In den vergangenen Jahren hat der BR deshalb viele Tunnel mit allen BR-Hörfunkprogrammen (UKW und Digitalradio) ausgerüstet. Hohe Priorität hatten alle Tunnel, die stark befahren sind. Autofahrer in der Landeshauptstadt München können beispielsweise inzwischen in nahezu allen Tunneln alle BR-Radioprogramme via UKW oder wahlweise DAB+ empfangen. Mit Durchfahrtzahlen von mehr als 100.000 Fahrzeugen pro Tag haben die Tunnel auf dem Mittleren Ring ein besonders hohes Verkehrsaufkommen. Der neue gebaute Tunnel am Luise-Kiesselbachplatz, hat von Beginn an eine vollwertige Radioversorgung erhalten. Der Landshuter-Allee-Tunnel wird aufgrund des geplanten Neubaus vorab nicht mehr nachgerüstet.

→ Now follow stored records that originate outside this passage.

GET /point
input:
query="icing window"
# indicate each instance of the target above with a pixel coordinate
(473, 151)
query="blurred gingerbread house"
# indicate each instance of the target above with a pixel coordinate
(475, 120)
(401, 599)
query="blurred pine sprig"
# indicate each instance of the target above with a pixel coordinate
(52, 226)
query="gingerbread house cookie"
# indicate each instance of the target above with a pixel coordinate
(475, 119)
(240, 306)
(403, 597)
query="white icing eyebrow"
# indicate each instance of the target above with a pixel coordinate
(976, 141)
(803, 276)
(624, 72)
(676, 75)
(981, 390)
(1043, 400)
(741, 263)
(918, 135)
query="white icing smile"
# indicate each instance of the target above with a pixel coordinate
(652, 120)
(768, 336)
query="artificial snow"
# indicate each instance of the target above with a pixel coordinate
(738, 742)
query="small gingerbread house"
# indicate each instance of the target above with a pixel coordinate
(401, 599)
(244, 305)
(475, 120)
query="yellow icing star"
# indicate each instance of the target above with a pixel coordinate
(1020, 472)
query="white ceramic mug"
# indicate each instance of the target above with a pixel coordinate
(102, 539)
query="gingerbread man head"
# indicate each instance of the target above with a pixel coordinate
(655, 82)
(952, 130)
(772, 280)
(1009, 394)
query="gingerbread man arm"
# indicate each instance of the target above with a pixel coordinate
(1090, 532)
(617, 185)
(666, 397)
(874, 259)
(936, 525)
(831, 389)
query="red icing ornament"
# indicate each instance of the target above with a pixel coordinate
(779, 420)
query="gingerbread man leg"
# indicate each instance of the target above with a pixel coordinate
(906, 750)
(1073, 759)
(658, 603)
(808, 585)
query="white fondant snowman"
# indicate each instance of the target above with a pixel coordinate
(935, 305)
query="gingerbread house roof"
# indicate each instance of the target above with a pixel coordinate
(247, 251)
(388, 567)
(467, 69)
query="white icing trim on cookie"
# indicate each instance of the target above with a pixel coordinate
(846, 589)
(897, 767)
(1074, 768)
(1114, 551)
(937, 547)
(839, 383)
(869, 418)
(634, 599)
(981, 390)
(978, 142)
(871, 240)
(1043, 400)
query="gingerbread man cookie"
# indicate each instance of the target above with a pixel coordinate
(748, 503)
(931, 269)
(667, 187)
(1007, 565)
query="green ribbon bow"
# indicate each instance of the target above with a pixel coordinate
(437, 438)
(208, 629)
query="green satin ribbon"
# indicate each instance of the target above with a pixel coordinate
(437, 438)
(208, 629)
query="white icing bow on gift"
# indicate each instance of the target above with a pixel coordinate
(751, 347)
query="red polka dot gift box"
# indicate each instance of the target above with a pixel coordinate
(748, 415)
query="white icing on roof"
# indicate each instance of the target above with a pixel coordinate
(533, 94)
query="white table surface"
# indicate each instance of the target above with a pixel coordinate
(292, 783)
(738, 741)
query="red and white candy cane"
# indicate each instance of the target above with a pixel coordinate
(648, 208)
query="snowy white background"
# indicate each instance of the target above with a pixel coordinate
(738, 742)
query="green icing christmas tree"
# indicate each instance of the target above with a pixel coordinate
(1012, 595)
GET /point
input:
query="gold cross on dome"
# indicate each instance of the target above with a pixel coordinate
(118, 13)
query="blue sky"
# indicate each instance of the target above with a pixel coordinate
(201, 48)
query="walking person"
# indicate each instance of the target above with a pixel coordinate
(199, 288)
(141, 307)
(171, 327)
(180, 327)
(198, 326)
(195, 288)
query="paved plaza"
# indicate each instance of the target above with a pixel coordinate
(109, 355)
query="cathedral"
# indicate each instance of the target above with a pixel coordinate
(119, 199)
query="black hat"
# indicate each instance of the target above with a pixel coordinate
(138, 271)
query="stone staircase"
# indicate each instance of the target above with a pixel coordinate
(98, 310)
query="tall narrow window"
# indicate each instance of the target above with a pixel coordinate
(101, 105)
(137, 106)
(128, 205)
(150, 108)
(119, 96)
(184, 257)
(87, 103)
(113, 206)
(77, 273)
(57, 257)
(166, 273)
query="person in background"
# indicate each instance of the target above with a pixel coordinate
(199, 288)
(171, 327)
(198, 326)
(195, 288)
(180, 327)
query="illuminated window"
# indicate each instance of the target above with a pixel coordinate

Eine große Zahl an bayerischen Tunnel bietet inzwischen einen durchgehenden Empfang. Dort wo das noch nicht der Fall ist, sind in der Regel Nachrüstungen bereits in Planung. Außerdem gibt es Tunnel in denen der Radioempfang wegen der Sendernähe auch ohne zusätzliche Einspeisung möglich ist.

Technik in aller Kürze

Die Radiosignale werden an der Oberfläche mit einer Richtantenne empfangen und auf ein im Tunnel verlegtes Schlitzkabel geleitet. Dieses Koaxialkabel besitzt kleine Schlitze in der Schirmung und strahlt wie eine lang gestreckte Sendeantenne die Radioprogramme auf derselben Frequenz wieder ab. Eine "Durchsage"-Einrichtung ist dazwischen geschaltet und kann bei Notfällen von der Polizei aktiviert werden.